Su nuevo libro es una sucesión de afiches de 23cm por 28cm que permiten apreciar la ilustración en su conjunto (una especie de plano del tema) y detenerse en las explicaciones de sus partes o mecanismos, más sencillas de leer que de escribir: al limitarse a un vocabulario común de mil palabras, el autor da cuenta de la energía nuclear, por ejemplo, sin usar el término uranio. "El límite de palabras es divertido", dijo al diario estadounidense The New York Times, "porque nos fuerza a pensar más sobre un tema".
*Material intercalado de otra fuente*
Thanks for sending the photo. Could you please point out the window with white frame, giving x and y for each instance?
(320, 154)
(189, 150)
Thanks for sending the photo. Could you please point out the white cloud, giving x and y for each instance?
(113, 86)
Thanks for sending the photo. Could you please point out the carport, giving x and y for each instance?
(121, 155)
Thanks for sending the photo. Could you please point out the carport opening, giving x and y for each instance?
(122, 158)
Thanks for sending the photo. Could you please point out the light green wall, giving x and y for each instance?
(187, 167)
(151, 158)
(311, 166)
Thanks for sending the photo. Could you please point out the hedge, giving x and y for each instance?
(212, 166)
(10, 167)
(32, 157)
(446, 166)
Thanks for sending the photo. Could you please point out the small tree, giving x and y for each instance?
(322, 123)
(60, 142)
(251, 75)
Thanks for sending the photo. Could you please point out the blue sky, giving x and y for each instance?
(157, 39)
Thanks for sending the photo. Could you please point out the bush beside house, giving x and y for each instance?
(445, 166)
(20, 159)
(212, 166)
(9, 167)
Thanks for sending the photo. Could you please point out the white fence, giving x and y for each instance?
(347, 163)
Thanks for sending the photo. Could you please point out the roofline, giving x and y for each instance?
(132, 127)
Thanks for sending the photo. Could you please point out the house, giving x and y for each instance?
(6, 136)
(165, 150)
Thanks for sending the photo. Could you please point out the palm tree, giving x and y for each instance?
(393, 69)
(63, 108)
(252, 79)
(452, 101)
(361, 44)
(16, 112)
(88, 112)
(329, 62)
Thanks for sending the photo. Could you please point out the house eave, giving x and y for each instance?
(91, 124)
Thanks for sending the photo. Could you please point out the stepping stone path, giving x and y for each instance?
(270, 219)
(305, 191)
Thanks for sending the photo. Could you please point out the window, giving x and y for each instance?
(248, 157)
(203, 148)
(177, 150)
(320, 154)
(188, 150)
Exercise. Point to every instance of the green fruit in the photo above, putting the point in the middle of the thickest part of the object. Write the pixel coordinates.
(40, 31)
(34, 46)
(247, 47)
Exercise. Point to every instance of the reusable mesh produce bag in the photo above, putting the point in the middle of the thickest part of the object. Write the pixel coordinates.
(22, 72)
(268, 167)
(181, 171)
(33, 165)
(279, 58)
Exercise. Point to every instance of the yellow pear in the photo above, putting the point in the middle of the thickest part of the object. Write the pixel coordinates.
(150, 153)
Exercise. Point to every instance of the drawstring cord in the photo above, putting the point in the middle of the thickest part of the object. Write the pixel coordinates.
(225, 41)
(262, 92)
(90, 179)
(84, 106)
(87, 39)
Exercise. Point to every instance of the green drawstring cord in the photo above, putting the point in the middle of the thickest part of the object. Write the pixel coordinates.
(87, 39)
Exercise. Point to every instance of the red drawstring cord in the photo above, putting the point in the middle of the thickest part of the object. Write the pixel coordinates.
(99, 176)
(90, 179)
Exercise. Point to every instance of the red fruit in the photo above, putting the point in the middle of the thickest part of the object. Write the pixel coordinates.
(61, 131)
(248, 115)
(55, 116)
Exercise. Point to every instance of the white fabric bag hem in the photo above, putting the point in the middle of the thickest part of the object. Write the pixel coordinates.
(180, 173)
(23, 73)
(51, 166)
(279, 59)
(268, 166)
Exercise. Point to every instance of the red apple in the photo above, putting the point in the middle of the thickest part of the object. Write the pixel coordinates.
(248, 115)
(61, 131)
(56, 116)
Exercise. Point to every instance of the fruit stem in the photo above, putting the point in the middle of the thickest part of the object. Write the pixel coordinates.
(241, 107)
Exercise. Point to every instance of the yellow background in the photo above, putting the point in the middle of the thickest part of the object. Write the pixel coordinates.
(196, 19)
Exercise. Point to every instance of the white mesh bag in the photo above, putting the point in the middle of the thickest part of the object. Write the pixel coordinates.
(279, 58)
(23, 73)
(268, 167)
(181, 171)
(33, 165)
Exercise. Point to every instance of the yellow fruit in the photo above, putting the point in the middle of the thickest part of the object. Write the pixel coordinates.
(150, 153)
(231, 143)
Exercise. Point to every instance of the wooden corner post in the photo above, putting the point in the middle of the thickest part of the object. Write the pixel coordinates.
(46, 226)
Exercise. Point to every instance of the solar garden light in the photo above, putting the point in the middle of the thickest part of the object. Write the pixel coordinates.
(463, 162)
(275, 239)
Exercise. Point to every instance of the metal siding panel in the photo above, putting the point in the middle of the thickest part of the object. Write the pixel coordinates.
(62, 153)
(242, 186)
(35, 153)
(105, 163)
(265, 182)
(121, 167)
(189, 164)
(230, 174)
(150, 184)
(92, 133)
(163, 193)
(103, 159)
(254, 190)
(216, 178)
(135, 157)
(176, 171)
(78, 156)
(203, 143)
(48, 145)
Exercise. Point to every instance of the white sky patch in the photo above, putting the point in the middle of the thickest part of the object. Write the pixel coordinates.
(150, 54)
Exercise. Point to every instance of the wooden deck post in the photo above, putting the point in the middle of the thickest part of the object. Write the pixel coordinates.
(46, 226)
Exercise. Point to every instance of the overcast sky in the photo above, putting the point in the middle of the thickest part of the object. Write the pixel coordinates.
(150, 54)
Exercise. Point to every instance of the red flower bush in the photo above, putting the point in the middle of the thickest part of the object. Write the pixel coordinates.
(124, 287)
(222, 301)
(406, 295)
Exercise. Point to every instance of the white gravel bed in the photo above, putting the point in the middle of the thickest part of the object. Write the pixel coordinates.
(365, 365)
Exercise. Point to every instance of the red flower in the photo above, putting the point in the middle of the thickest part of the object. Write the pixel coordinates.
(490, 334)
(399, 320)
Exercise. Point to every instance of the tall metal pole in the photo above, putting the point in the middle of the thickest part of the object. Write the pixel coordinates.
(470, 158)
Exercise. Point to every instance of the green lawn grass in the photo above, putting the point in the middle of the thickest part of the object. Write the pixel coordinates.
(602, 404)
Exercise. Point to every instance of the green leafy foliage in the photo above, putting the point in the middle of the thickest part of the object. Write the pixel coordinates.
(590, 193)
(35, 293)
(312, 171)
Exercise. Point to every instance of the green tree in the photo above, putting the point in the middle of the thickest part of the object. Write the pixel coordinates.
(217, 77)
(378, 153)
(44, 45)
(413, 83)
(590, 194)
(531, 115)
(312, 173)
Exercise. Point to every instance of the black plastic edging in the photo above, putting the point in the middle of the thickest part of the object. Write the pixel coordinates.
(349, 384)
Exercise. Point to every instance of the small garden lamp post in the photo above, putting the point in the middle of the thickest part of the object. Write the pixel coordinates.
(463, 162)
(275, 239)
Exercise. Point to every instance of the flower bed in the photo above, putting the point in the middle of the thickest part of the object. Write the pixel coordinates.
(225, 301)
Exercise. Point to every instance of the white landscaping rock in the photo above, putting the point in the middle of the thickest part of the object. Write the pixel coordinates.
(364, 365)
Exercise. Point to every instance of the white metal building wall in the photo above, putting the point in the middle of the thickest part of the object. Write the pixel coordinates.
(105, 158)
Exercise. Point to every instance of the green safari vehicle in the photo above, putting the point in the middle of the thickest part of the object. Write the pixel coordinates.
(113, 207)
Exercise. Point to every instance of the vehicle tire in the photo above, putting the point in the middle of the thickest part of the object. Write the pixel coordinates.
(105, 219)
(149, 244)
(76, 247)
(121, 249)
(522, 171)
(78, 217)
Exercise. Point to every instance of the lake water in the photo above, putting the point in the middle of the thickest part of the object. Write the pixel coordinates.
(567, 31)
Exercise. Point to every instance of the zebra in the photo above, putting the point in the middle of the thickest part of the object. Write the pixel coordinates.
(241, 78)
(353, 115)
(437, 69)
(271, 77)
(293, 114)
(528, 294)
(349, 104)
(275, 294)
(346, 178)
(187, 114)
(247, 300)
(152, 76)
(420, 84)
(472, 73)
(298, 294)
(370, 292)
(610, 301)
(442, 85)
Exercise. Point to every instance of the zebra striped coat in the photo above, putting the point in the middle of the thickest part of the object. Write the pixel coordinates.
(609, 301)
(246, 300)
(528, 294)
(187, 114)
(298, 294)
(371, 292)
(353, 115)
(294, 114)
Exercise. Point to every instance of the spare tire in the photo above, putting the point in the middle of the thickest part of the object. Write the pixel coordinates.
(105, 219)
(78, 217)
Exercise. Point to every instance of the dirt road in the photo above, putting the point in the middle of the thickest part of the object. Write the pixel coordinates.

Eso mismo elogiaron los críticos. Dijo Stephen Shankland en CNET: "Los límites pueden ser algo bueno. Shakespeare triunfaba dentro de la cadencia poética cantarina del pentámetro yámbico, y la fotografía en blanco y negro puede captar ánimos y profundidades ausentes en las de color. Los límites en Thing Explainer ofrecen una mirada fresca sobre los temas, aún si uno ya entiende la plomería de una casa y el espectro electromagnético". Y Peter H. Gleick escribió en The Huffington Post.

"Aquellos que trabajamos para tratar de entender y de hablar sobre cómo funciona el mundo muchas veces utilizamos muchas palabras de más, o palabras grandes, o palabras difíciles, que al final fracasan en el intento de ayudar a que otros aprendan cosas importantes".

Quizá lo más fascinante del libro es que con esa sencillez —la misma que da tono a sus tiras, incluyen desde códigos de programación hasta la quimioterapia de la novia de Munroe— permite aprender algo sobre cosas tan cotidianas que las personas están acostumbradas a ser, tener o usar, pero cuya mecánica no siempre conocen: las células del cuerpo, el teléfono inteligente, las estrellas en el cielo de la noche, las computadoras, los árboles.